Jim Hoagland yesterday had an excellent column pointing out that Saddam’s capture would have been impossible without the adoption of new tough tactics in the Sunni triangle (of the sort that were opposed by liberals here in the U.S.). He associates these tactics with a broader shift in our strategy from wooing the Sunnis to trying to keep the Shiites on our side:
“The dictator’s arrest was a direct result of a change in tactics by the U.S. military, and an indirect result of a change of heart by administration decision-makers about the strategy for terminating an occupation that seemed to be bogging down only a few months ago.
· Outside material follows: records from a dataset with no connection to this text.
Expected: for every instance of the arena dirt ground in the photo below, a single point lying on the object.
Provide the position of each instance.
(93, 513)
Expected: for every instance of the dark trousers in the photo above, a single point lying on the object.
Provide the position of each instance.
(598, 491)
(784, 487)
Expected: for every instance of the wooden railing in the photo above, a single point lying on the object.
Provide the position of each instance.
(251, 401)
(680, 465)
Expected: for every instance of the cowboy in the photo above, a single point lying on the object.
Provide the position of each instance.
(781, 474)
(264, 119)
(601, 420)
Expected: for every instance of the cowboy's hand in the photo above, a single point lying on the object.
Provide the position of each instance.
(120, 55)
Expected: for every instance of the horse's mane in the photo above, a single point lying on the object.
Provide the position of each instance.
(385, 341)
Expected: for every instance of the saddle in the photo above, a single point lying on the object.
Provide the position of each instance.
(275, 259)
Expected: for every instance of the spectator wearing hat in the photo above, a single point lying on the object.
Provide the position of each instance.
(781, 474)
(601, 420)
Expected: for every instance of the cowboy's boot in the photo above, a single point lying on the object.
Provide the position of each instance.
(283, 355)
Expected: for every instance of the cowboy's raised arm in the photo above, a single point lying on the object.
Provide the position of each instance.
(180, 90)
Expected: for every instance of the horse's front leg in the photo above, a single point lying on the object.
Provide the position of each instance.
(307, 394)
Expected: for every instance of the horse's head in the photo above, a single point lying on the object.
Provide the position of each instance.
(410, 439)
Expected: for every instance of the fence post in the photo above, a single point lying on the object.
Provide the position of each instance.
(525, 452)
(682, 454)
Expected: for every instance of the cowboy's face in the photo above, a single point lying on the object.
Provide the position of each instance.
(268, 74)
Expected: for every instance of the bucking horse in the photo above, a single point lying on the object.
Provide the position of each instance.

The change in tactics was visible. Saddam was tracked down as part of an escalating military roundup of his kin and other Baathist fugitives who had previously moved with impunity in the Sunni heartland around Baghdad. The get-tougher tactics replaced CIA-inspired efforts to buy off or otherwise co-opt Sunni influentials and tribes, who took the money but never delivered.
The Sunni Arabs make up less than 20 percent of Iraq’s 25 million people, but they have for a millennium monopolized privilege and power in the territory of Mesopotamia, lording it over a Shiite Arab majority based in the south and a Kurdish Sunni minority in the north.
Less apparent was the dawning realization in Washington that the Sunni strategy favored by the intelligence and diplomatic bureaucracies was bringing no results but was increasingly alienating the Shiite majority, which had acquiesced to or supported the coalition occupation.
“In the summer it became clear that if we lost the Shiites we would lose the country,” says one U.S. official. “The priority became understanding and trying to respond to their political needs rather than winning hearts and minds in the Sunni Triangle. That’s important. But this was important and urgent.”